2) Azerbaijani and Turkish Aggression: The bipartisan Armenian Caucus letter identified Azerbaijani and Turkish forces as having initiated the September 27, 2020 attack that killed an estimated 5,000 people and forced more than 100,000 ethnic Armenians to flee from Artsakh.
The State Department fails to identify Baku and Ankara as aggressors, choosing instead to speak generically of ‘last year’s fighting’. “The administration criticizes the behavior of the Turkish government, which is a matter of concern, calling on Turkey to bring its actions in line with its own legislation and its international obligations as a NATO ally. The administration returns issues of human rights և rule of law to a bilateral agenda. At the same time, the interests of the United States and Turkey coincide in the fight against terrorism, in resolving the Syrian conflict, and in ensuring regional peace.” In the letter, the State Department considered “keeping Turkey anchored in transatlantic cooperation and the alliance with NATO, rather than taking steps that would bring it closer to Russia and China.”

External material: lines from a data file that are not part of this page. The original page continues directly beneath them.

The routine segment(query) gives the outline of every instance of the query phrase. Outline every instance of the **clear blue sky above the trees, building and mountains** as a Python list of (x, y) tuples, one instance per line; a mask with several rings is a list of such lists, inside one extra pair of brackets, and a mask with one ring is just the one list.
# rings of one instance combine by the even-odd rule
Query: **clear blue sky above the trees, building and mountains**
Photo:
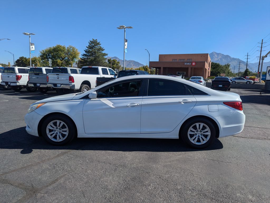
[[(158, 54), (211, 53), (244, 59), (247, 51), (270, 33), (269, 1), (2, 1), (0, 63), (13, 63), (4, 50), (29, 57), (35, 33), (36, 54), (46, 47), (75, 46), (80, 53), (97, 39), (108, 56), (123, 59), (127, 29), (127, 60), (148, 64)], [(268, 35), (265, 40), (270, 39)], [(270, 41), (265, 44), (270, 45)], [(258, 44), (259, 46), (259, 44)], [(259, 48), (258, 48), (259, 49)], [(270, 46), (265, 47), (265, 53)], [(259, 53), (258, 53), (259, 54)], [(257, 61), (254, 54), (250, 61)], [(33, 56), (33, 55), (32, 55)], [(269, 61), (270, 57), (267, 60)]]

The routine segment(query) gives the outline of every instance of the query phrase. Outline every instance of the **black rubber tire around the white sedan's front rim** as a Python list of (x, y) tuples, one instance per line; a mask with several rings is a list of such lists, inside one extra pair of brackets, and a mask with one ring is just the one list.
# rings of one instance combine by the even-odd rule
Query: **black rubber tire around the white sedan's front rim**
[[(63, 125), (66, 125), (66, 127), (68, 128), (68, 135), (66, 135), (65, 137), (63, 137), (64, 139), (62, 141), (54, 141), (52, 139), (55, 139), (57, 140), (57, 136), (60, 138), (60, 132), (59, 132), (59, 135), (53, 135), (53, 138), (50, 139), (47, 135), (47, 126), (49, 125), (50, 122), (53, 122), (53, 121), (56, 121), (56, 120), (59, 120), (59, 121), (62, 121), (64, 122), (65, 124)], [(57, 125), (56, 122), (53, 122), (54, 125)], [(62, 125), (62, 126), (63, 126)], [(60, 128), (58, 128), (59, 130)], [(48, 129), (50, 130), (51, 132), (49, 133), (52, 133), (54, 130), (52, 129)], [(57, 133), (57, 132), (56, 132)], [(76, 130), (76, 126), (74, 125), (74, 123), (71, 121), (71, 119), (68, 117), (68, 116), (64, 116), (64, 115), (51, 115), (49, 116), (48, 118), (46, 118), (43, 123), (42, 123), (42, 126), (41, 126), (41, 134), (42, 134), (42, 137), (50, 144), (53, 144), (53, 145), (65, 145), (67, 143), (69, 143), (71, 140), (73, 140), (75, 137), (76, 137), (76, 133), (77, 133), (77, 130)], [(63, 132), (62, 132), (62, 135), (63, 135)], [(65, 135), (65, 134), (64, 134)]]

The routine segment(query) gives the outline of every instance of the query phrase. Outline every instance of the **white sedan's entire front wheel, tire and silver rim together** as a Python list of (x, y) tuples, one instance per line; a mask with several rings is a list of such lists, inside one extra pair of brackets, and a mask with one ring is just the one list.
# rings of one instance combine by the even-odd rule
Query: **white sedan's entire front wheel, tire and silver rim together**
[(43, 121), (41, 133), (50, 144), (64, 145), (74, 139), (76, 127), (67, 116), (52, 115)]

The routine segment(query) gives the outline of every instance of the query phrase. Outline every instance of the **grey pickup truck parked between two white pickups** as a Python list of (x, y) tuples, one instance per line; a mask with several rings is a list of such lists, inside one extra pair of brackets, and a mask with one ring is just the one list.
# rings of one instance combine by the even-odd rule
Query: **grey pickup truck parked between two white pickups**
[(41, 93), (45, 93), (49, 90), (47, 83), (49, 81), (48, 73), (52, 72), (52, 68), (49, 67), (32, 67), (28, 72), (28, 86), (36, 87)]

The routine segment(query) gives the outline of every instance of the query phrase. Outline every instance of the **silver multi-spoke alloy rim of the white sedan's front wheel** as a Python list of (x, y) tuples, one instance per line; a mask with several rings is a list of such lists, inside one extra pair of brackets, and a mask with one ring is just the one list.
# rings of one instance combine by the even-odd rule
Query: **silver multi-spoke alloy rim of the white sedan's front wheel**
[(49, 139), (55, 142), (61, 142), (68, 137), (68, 126), (60, 120), (51, 121), (46, 128)]

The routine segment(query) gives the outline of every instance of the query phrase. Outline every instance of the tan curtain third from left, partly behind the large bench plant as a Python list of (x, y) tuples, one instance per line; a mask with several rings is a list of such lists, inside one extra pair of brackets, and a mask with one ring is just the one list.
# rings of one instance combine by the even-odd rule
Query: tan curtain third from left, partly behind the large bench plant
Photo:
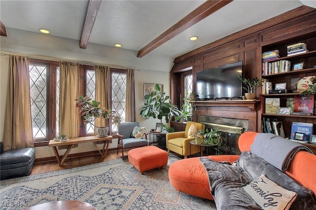
[[(110, 67), (96, 66), (95, 67), (95, 100), (101, 103), (100, 107), (111, 109), (111, 90), (110, 79), (111, 72)], [(109, 120), (97, 118), (95, 120), (97, 127), (104, 127), (109, 125)], [(94, 131), (96, 135), (96, 129)]]

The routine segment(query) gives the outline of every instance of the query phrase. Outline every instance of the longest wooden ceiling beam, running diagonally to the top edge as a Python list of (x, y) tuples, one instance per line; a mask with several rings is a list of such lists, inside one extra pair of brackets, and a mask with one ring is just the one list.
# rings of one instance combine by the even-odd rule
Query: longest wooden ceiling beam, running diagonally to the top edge
[(153, 41), (147, 44), (145, 47), (138, 51), (137, 57), (141, 58), (161, 44), (165, 43), (169, 39), (179, 35), (185, 30), (189, 29), (191, 26), (195, 25), (199, 21), (203, 20), (210, 14), (216, 12), (217, 10), (223, 8), (228, 3), (233, 0), (207, 0), (195, 10), (193, 10), (190, 14), (181, 19), (178, 23), (171, 26), (167, 31), (163, 32), (161, 35), (158, 35)]

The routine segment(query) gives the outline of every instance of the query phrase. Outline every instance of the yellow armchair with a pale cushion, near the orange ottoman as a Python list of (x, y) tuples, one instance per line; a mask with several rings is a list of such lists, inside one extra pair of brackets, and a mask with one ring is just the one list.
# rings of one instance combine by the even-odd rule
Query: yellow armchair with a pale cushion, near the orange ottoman
[[(187, 122), (186, 130), (180, 132), (173, 132), (166, 134), (166, 146), (168, 153), (170, 151), (176, 152), (180, 155), (183, 155), (184, 158), (187, 158), (190, 155), (190, 141), (194, 140), (194, 137), (188, 135), (191, 125), (194, 125), (197, 131), (205, 130), (205, 125), (197, 122)], [(199, 146), (191, 145), (191, 154), (202, 152), (204, 147), (200, 148)]]

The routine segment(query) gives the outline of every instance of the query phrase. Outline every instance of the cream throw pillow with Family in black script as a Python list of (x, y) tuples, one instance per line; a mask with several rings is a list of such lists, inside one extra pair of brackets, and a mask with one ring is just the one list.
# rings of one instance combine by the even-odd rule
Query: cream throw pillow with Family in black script
[(264, 210), (288, 210), (296, 199), (296, 192), (289, 191), (260, 175), (243, 189)]

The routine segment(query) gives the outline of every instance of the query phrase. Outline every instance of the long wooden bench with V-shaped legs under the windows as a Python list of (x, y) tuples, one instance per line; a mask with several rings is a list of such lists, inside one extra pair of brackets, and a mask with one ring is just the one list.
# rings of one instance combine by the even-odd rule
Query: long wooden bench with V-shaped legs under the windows
[[(79, 144), (79, 143), (87, 143), (87, 142), (92, 142), (93, 145), (95, 146), (95, 148), (97, 149), (97, 151), (101, 154), (101, 156), (103, 157), (103, 159), (105, 158), (108, 148), (109, 148), (109, 144), (112, 143), (112, 136), (107, 136), (107, 137), (96, 137), (96, 136), (89, 136), (89, 137), (79, 137), (79, 138), (73, 138), (73, 139), (69, 139), (68, 141), (62, 142), (62, 141), (54, 141), (54, 140), (50, 140), (48, 146), (53, 147), (56, 159), (57, 159), (57, 163), (59, 166), (63, 165), (63, 163), (65, 162), (67, 156), (70, 153), (70, 150), (73, 148), (73, 146), (75, 144)], [(103, 142), (103, 149), (102, 151), (98, 148), (96, 142), (97, 141), (102, 141)], [(65, 146), (68, 145), (68, 148), (65, 152), (65, 154), (63, 155), (62, 158), (60, 158), (58, 150), (57, 150), (57, 146)]]

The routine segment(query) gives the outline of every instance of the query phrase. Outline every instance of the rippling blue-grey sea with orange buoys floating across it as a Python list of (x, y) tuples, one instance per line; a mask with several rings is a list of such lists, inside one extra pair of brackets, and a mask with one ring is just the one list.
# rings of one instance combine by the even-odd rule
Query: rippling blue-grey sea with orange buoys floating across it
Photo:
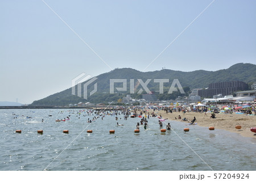
[[(171, 124), (171, 131), (160, 132), (155, 117), (147, 118), (146, 129), (141, 125), (134, 133), (141, 118), (125, 120), (112, 113), (93, 120), (98, 116), (89, 110), (0, 110), (0, 170), (256, 170), (255, 138), (174, 120), (164, 122)], [(69, 120), (55, 121), (67, 116)], [(18, 129), (22, 132), (16, 133)]]

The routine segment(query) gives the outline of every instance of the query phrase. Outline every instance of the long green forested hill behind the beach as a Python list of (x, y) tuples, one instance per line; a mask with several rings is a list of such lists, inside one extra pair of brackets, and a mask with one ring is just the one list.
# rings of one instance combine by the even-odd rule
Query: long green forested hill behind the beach
[[(212, 65), (213, 66), (213, 65)], [(107, 103), (117, 102), (118, 99), (130, 94), (130, 79), (134, 79), (135, 85), (137, 79), (142, 79), (146, 82), (147, 79), (151, 79), (147, 87), (150, 91), (156, 92), (156, 96), (159, 100), (175, 99), (181, 95), (180, 92), (174, 92), (173, 94), (158, 94), (159, 83), (155, 83), (153, 79), (169, 79), (169, 83), (164, 83), (164, 92), (167, 93), (171, 87), (171, 83), (174, 79), (179, 79), (181, 86), (186, 93), (189, 90), (195, 88), (208, 87), (209, 83), (213, 82), (224, 82), (224, 81), (243, 81), (246, 83), (256, 82), (256, 65), (254, 64), (235, 64), (228, 69), (222, 69), (217, 71), (205, 71), (196, 70), (190, 72), (175, 71), (175, 70), (159, 70), (159, 71), (148, 71), (141, 72), (135, 69), (122, 68), (114, 69), (108, 73), (100, 74), (97, 76), (97, 92), (92, 96), (88, 96), (85, 100), (79, 96), (72, 95), (72, 89), (58, 92), (56, 94), (47, 96), (46, 98), (35, 100), (30, 106), (67, 106), (68, 104), (76, 104), (79, 102), (92, 102), (92, 103)], [(109, 94), (109, 79), (127, 79), (127, 91), (117, 91), (115, 94)], [(85, 82), (84, 82), (85, 83)], [(93, 85), (88, 86), (88, 92), (93, 90)], [(83, 87), (83, 86), (82, 86)], [(122, 87), (122, 83), (115, 83), (114, 87)], [(77, 88), (77, 86), (76, 86)], [(135, 93), (141, 89), (142, 86), (138, 85)], [(144, 90), (144, 89), (143, 89)], [(82, 94), (83, 94), (82, 88)], [(145, 91), (142, 94), (146, 94)], [(183, 94), (184, 95), (184, 94)], [(131, 94), (133, 98), (141, 98), (141, 94)]]

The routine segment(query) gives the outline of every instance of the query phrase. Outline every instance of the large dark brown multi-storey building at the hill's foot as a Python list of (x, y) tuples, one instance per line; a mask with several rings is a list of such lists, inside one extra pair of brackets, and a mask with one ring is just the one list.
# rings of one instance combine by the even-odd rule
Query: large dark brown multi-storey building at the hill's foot
[(198, 95), (201, 98), (212, 98), (214, 95), (232, 95), (236, 91), (247, 89), (248, 84), (242, 81), (216, 82), (210, 83), (206, 89), (198, 90)]

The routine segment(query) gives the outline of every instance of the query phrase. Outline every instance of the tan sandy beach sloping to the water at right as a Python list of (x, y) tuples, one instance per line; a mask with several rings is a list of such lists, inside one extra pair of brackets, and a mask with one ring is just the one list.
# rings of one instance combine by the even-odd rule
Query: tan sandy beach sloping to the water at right
[[(256, 133), (250, 131), (251, 127), (256, 127), (256, 116), (247, 116), (239, 115), (236, 113), (216, 113), (216, 118), (211, 119), (211, 113), (199, 113), (199, 112), (186, 112), (183, 115), (183, 112), (164, 112), (164, 111), (155, 111), (158, 115), (162, 115), (163, 119), (181, 121), (184, 117), (188, 120), (192, 120), (193, 117), (196, 117), (197, 125), (201, 127), (214, 127), (215, 129), (224, 129), (226, 131), (234, 132), (241, 134), (244, 137), (256, 138)], [(178, 116), (181, 116), (181, 119), (178, 119)], [(175, 117), (177, 119), (175, 119)], [(188, 121), (182, 121), (188, 123)], [(236, 129), (236, 125), (241, 125), (241, 129)], [(188, 127), (189, 128), (189, 127)]]

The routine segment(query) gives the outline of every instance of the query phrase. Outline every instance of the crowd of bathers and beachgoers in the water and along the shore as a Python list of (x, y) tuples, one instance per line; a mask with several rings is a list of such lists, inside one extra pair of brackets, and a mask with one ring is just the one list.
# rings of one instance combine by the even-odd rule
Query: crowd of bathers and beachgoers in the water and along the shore
[[(69, 117), (73, 117), (74, 115), (80, 119), (80, 117), (85, 117), (87, 123), (92, 123), (93, 121), (96, 121), (98, 119), (104, 120), (105, 116), (113, 116), (114, 120), (117, 121), (116, 125), (119, 126), (123, 126), (124, 124), (119, 124), (119, 120), (121, 121), (122, 119), (127, 120), (129, 117), (139, 117), (141, 118), (139, 122), (137, 122), (136, 124), (136, 129), (140, 129), (140, 127), (142, 126), (145, 130), (148, 129), (148, 121), (150, 120), (150, 117), (158, 117), (159, 121), (159, 127), (162, 129), (164, 126), (166, 127), (167, 130), (171, 129), (171, 125), (170, 123), (166, 123), (165, 121), (167, 119), (163, 119), (162, 115), (158, 115), (159, 111), (164, 111), (164, 113), (166, 114), (172, 114), (174, 112), (179, 112), (180, 115), (177, 117), (174, 117), (175, 120), (180, 120), (180, 121), (186, 121), (188, 123), (188, 125), (195, 125), (197, 123), (196, 122), (196, 116), (189, 117), (189, 115), (187, 115), (187, 112), (196, 112), (196, 113), (204, 113), (204, 116), (208, 117), (208, 113), (210, 113), (209, 118), (210, 119), (216, 119), (216, 114), (218, 113), (232, 113), (232, 111), (235, 110), (234, 107), (232, 108), (225, 108), (224, 107), (228, 107), (228, 106), (223, 106), (221, 109), (220, 108), (213, 108), (212, 110), (210, 110), (211, 107), (207, 107), (207, 106), (203, 106), (203, 107), (194, 107), (191, 106), (189, 107), (157, 107), (157, 108), (146, 108), (146, 107), (129, 107), (129, 108), (122, 108), (122, 109), (116, 109), (116, 110), (68, 110), (67, 112), (69, 113), (68, 116), (65, 116), (64, 119), (56, 119), (56, 121), (66, 121), (69, 120)], [(222, 111), (222, 110), (225, 110)], [(231, 111), (230, 111), (231, 110)], [(255, 106), (248, 106), (248, 108), (246, 110), (237, 110), (239, 112), (245, 112), (249, 115), (252, 115), (253, 112), (255, 114)], [(60, 115), (64, 113), (64, 111), (60, 111), (58, 112)], [(52, 116), (52, 115), (49, 115)], [(182, 118), (182, 117), (183, 118)], [(16, 115), (15, 113), (13, 113), (13, 118), (17, 119), (19, 117), (19, 115)], [(22, 115), (22, 117), (24, 118), (28, 118), (28, 119), (32, 119), (31, 116), (24, 116)], [(89, 117), (89, 118), (88, 118)], [(82, 119), (84, 120), (84, 119)], [(129, 119), (132, 120), (132, 119)], [(138, 120), (138, 119), (136, 119)], [(44, 122), (44, 119), (42, 119), (42, 122)], [(166, 125), (163, 125), (166, 124)]]

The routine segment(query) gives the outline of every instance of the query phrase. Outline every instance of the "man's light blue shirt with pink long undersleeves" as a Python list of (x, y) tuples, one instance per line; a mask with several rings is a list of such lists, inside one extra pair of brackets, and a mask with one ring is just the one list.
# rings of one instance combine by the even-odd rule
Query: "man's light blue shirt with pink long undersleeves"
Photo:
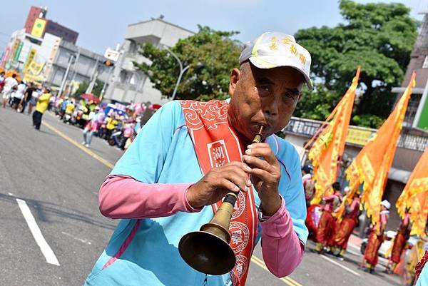
[[(307, 240), (300, 158), (285, 140), (266, 139), (281, 165), (280, 210), (258, 223), (263, 259), (278, 277), (302, 260)], [(85, 285), (202, 285), (178, 253), (186, 233), (213, 218), (213, 208), (192, 208), (188, 187), (202, 178), (180, 103), (165, 104), (143, 127), (100, 189), (100, 210), (122, 219)], [(255, 192), (255, 203), (260, 199)], [(231, 285), (230, 275), (208, 276), (208, 285)]]

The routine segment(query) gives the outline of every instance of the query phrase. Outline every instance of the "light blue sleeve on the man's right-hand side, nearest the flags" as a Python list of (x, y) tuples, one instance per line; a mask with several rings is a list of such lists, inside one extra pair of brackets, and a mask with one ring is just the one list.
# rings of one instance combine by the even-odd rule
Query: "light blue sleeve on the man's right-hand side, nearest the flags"
[(290, 213), (295, 233), (306, 244), (308, 236), (305, 225), (306, 202), (299, 154), (291, 143), (279, 138), (278, 140), (282, 141), (280, 142), (280, 149), (282, 150), (280, 150), (278, 157), (282, 168), (285, 168), (287, 173), (287, 178), (280, 180), (280, 194), (285, 200), (285, 208)]

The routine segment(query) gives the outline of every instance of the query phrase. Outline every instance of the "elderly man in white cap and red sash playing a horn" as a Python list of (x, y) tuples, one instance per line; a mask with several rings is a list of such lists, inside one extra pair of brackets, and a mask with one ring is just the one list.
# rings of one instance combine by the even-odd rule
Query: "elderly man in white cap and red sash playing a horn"
[[(310, 54), (271, 32), (245, 44), (230, 74), (230, 102), (173, 101), (136, 137), (100, 189), (103, 215), (121, 218), (86, 285), (245, 285), (256, 243), (277, 277), (302, 260), (307, 240), (300, 159), (274, 135), (309, 78)], [(260, 126), (263, 143), (252, 143)], [(229, 231), (236, 264), (206, 276), (180, 257), (178, 242), (238, 193)]]

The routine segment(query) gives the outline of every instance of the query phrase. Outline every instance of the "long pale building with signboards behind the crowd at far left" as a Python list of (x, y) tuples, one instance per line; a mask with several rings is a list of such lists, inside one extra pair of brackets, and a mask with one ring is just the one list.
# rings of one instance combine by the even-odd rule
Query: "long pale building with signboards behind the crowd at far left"
[[(106, 60), (104, 56), (63, 41), (60, 37), (49, 33), (39, 38), (26, 33), (25, 29), (14, 31), (6, 51), (7, 58), (2, 60), (5, 68), (22, 73), (26, 81), (37, 81), (54, 87), (61, 86), (71, 56), (73, 59), (66, 78), (67, 83), (91, 81), (96, 73), (100, 81), (106, 82), (108, 78), (108, 70), (103, 65), (103, 61)], [(38, 73), (31, 73), (26, 68), (31, 62), (40, 67)]]

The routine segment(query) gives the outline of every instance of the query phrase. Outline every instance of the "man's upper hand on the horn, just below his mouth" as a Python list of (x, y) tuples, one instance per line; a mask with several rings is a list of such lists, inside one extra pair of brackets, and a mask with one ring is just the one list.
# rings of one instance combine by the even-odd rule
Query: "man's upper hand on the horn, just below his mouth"
[[(263, 158), (263, 159), (261, 159)], [(261, 201), (263, 214), (270, 216), (281, 207), (278, 191), (281, 168), (275, 154), (267, 143), (253, 143), (243, 156), (244, 162), (250, 165), (251, 180)]]

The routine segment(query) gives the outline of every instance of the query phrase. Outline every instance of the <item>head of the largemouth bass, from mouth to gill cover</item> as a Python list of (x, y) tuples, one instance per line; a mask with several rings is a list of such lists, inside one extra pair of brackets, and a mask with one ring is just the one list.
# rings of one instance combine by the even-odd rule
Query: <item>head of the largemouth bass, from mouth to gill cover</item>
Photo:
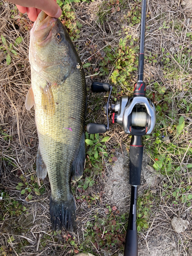
[(31, 68), (50, 83), (62, 82), (77, 66), (77, 56), (60, 20), (41, 11), (30, 32)]

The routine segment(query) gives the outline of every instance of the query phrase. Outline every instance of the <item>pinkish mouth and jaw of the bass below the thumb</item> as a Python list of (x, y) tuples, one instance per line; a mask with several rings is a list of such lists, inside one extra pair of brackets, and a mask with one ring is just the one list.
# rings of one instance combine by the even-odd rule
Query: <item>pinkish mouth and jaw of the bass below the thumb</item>
[(39, 47), (45, 47), (52, 38), (52, 28), (55, 26), (57, 18), (48, 16), (41, 11), (33, 28), (34, 42)]

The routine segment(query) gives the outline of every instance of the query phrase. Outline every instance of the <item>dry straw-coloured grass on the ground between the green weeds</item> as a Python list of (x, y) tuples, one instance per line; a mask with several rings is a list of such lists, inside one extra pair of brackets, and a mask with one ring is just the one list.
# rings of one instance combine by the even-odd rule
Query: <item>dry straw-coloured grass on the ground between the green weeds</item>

3) U.S. Humanitarian Aid: The bipartisan Armenian Caucus letter called for “significant U.S. commitments” of urgently needed humanitarian aid for the people of Artsakh, to help them reconstruct their communities and rebuild their lives. (A subsequent Armenian Caucus letter called for at least $100 million in U.S. aid.)
The State Department dismisses Congressional calls for a significant U.S. commitment, citing just $5 million in humanitarian aid it has sent to support affected populations of both Armenians and Azerbaijanis.
4) Section 907: The bipartisan Armenian Caucus letter supported ending the waiver of Section 907 of the FREEDOM Support Act, sanctioning Turkish and Azerbaijani leaders, and ceasing military aid to Azerbaijan through the Section 333 Building Partner Capacity program.
The State Department neglects to mention that the White House officially waived Section 907 of the FREEDOM Support Act, and fails to respond to Congressional concerns about withholding U.S. aid to Baku.
5) Turkish Drones and Prohibited Munitions: The bipartisan Armenian Caucus letter cited Azerbaijan’s use of Turkish Bayraktar drones utilizing American components and technology, and also Baku’s illegal use of cluster and white phosphorus munitions.
The State Department disregards Congressional concern over Azerbaijan’s illegal use of cluster and white phosphorus munitions, and fails to address Baku’s deployment of Turkish Bayraktar drones utilizing American components and technology.
6) Foreign Mercenaries: The bipartisan Armenian Caucus letter cited Azerbaijan’s deployment of Turkish-backed foreign mercenaries, many with ties to internationally recognized terrorist groups.
The State Department refuses to address Congressional concerns about the foreign mercenaries recruited by Turkey to fight alongside Azerbaijani forces.